Мои стихи - г@#но. Это точно, я знаю. Они напоминают всем детские каракули, такие образные и кривые. Вот и стихи такие же кривые. И может быть даже немного образные. Ну, ведь какие-то образы они навевают, эти стихи. Да, наверное, образные немного.... Но кривые это точно. И то ли линия кривая в этом стихе напоминает детский рисунок, то ли небо оранжевого цвета. Что-то не так. Я знаю. Я их читал. Я писал их, и они мне не нравятся. Но они мне дороги, как дорога родителям мазня их детей, которую в голову не придет назвать живописью, но которая - рисунки. Я пишу стихи, но это - не поэзия. Не поэт я, ибо стихи мои отвратительны и малохудожественны, их не возьмут в альманах, но они дороги мне, дороги именно оранжевым небом и кривой стенкой дома, именно слабой рифмой, и отвратительно исполненным художественным приемом.

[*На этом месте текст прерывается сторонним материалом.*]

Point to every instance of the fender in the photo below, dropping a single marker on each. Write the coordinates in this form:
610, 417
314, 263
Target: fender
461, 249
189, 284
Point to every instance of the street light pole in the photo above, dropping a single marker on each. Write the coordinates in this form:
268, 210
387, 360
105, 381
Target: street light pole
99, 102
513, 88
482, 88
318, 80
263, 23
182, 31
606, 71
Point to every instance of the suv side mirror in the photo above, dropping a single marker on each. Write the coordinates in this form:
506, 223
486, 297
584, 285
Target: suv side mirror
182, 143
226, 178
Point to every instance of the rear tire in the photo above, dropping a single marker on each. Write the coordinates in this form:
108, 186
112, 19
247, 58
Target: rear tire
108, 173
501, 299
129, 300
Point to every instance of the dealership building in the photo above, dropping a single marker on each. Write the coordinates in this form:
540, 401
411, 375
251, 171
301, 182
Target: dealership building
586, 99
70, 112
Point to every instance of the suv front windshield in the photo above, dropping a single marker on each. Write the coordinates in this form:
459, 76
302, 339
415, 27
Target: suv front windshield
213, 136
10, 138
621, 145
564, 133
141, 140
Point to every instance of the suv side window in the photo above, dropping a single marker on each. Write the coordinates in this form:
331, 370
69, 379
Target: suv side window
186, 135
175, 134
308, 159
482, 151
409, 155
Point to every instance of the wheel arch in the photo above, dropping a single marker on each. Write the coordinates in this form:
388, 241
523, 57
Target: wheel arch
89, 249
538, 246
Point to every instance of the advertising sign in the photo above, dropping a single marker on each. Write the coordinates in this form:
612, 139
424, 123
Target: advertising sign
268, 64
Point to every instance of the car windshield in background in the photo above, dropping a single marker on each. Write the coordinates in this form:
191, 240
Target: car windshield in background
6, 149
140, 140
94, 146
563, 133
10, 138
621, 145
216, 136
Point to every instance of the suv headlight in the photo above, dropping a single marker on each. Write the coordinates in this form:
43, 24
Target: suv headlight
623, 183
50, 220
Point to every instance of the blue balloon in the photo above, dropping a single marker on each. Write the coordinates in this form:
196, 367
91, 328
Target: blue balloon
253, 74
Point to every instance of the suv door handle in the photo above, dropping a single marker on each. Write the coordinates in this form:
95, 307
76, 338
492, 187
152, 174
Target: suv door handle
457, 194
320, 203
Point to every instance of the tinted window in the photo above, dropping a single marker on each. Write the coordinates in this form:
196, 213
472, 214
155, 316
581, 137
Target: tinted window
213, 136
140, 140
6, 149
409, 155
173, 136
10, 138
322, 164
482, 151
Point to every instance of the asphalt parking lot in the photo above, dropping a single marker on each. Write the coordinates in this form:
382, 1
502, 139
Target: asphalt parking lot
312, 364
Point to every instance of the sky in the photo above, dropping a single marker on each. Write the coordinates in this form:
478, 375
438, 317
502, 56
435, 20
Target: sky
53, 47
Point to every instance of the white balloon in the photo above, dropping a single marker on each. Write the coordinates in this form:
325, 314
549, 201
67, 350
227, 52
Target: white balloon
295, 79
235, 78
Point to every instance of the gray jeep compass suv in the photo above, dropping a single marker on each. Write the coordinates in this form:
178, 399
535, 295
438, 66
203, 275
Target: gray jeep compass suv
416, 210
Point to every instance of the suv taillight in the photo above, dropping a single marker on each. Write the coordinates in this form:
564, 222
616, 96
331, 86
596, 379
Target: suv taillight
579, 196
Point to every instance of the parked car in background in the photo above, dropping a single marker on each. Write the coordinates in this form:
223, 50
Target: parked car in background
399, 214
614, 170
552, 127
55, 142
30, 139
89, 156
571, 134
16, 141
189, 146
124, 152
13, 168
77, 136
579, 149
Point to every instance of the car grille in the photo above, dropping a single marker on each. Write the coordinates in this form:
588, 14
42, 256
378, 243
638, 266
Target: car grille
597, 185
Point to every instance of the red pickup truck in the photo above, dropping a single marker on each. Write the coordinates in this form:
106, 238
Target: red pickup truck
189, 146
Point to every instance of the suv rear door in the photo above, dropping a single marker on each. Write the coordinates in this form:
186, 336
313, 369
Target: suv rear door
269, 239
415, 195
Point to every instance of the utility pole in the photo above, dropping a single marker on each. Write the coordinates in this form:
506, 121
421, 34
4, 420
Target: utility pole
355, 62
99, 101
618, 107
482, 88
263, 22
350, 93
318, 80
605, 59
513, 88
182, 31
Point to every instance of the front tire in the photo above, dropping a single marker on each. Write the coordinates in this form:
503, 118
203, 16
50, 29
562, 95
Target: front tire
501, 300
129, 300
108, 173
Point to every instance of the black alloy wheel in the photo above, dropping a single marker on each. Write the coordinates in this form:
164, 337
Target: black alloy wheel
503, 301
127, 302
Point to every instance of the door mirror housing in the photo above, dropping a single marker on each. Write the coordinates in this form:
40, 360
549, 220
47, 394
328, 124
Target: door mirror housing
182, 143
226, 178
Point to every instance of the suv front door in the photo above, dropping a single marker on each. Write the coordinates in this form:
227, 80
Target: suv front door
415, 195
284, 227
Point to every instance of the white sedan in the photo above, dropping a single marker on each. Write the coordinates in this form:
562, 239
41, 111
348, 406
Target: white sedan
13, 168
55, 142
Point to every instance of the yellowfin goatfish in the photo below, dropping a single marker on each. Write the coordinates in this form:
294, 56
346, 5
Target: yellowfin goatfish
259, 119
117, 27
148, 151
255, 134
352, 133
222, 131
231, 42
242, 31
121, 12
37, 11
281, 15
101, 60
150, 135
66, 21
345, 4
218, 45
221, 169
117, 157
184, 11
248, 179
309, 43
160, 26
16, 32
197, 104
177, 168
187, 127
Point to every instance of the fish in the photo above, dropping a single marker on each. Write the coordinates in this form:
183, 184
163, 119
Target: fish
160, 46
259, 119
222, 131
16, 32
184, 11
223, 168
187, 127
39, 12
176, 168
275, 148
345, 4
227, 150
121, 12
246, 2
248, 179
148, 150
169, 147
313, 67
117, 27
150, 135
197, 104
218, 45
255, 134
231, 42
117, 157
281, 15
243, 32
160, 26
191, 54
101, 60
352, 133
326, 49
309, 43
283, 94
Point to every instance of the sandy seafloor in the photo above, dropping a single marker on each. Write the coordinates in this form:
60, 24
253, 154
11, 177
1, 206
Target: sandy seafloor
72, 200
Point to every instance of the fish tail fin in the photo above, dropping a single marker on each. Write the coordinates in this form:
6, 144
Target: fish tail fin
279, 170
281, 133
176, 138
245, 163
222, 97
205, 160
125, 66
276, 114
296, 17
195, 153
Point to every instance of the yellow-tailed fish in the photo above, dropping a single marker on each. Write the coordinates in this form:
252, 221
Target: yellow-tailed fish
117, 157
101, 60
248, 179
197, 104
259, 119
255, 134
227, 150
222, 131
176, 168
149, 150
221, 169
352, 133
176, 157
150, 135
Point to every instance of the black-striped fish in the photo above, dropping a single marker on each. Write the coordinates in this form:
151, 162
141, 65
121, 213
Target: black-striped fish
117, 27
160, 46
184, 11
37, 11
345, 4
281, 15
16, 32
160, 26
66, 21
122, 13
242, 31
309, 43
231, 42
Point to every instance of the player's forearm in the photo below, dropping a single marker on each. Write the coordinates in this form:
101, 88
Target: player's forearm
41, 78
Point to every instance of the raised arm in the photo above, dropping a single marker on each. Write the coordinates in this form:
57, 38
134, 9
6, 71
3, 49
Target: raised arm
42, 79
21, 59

Что ж, есть живописцы маститые, с персональными выставками, с миллионными ценами на полотна, иногда они становятся классиками, не успев умереть, их картины - шедевры (так говорят). Есть арбатские мастеровые художники, творящие картину за полчаса и за полчаса ее продающие. И, наконец, есть люди, которые рисуют картинки на полях записной книжки, газеты и т. п. Я на этих полях пишу стихи.
Я не претендую на славу, я пишу слабые стихи. Можно предположить, что я когда-нибудь получу Нобелевскую премию. Возможно. Я не знаю, за заслуги в какой области. Главное, я знаю за заслуги в какой я ее не получу. Ведь Нобелевскую по литературе не дают за плохие стихи. Зарисовки на полях газеты ведь не выставляют в картинных галереях, нет. Да их даже знакомым не показывают.
Написал, перечитал, газету выбросил. Жизнь стихов таких - как жизнь газеты. Как только подстилка твоему попугаю будет нужнее, чем что-то, написанное на ней - стихи станут оформлением интерьера для тюремной камеры твоего разноцветного, как детский рисунок и пестрого, как толпа арбатских художников, говороливого, как нобелевский комитет, пернатого соседа.